Cola rostrata

Scientific classification
- Kingdom: Plantae
- Clade: Tracheophytes
- Clade: Angiosperms
- Clade: Eudicots
- Clade: Rosids
- Order: Malvales
- Family: Malvaceae
- Genus: Cola
- Species: C. rostrata
- Binomial name: Cola rostrata K.Schum.

= Cola rostrata =

- Genus: Cola
- Species: rostrata
- Authority: K.Schum.

Species of flowering plant

Cola rostrata is a species of flowering plant in the family Malvaceae, commonly known as monkey cola or cockroach cola. It is a tree found in the tropical rainforests of Cameroon, Nigeria and Gabon.

==Description==
Cola rostrata is a tree growing to a height of about 50 ft with a broad crown. The leaves are palmately compound, with five to seven leaflets with elongated tips. The insides of the flowers are creamy yellow.

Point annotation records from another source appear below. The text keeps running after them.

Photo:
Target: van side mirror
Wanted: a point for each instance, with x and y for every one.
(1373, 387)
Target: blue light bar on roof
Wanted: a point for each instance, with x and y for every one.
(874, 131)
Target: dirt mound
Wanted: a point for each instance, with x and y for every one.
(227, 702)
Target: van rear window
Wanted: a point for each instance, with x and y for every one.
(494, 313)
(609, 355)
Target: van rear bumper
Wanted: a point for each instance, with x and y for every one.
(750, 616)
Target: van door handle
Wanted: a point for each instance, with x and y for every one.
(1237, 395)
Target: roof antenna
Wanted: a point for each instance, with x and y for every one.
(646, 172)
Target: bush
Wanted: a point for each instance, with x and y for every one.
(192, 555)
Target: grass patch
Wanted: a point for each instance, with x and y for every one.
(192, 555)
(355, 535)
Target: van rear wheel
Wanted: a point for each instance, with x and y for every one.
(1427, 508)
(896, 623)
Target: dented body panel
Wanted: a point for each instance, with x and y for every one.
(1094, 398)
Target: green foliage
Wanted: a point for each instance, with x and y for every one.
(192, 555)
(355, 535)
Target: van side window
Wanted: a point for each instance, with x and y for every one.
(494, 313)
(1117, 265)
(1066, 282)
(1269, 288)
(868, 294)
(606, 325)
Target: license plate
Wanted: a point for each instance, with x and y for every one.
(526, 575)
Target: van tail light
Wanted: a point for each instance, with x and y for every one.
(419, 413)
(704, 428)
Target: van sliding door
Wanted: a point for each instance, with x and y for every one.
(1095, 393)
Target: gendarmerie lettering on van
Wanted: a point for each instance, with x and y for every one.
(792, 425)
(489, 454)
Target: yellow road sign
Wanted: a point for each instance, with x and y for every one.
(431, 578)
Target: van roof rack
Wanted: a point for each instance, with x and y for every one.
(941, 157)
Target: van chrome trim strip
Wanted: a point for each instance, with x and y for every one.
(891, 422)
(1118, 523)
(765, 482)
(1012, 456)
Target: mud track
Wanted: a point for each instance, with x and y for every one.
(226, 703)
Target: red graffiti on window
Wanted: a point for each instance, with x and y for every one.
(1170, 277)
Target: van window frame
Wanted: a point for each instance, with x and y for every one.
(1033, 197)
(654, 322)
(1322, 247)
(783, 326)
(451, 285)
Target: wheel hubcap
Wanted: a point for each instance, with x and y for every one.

==Distribution and habitat==
Cola rostrata is native to southeastern Nigeria, southern Cameroon and Gabon. It is a tropical lowland rainforest tree.

==Uses==
Cola rostrata has sweet edible fruits, enjoyed by humans and also appreciated by monkeys, baboons and other primates. The edible part is the aril, the white fleshy mesocarp; the large, rough, brown, flattened seeds are not edible, unlike the seeds of the closely related cola nut (Cola nitida). The plant is not known to have traditional uses as a herbal remedy, but many members of the genus Cola do have pharmacological properties, and the plant was screened for potential drugs. An extract of the root bark was found to contain flavonoids, phenols, saponins, steroids, tannins and triterpenoids but no alkaloids. Triterpenoids are complex oils that may have interesting pharmacological activity. Saponins are haemolytic and tend to be toxic, but toxicological tests on the extract did not show toxicity when fed to mice.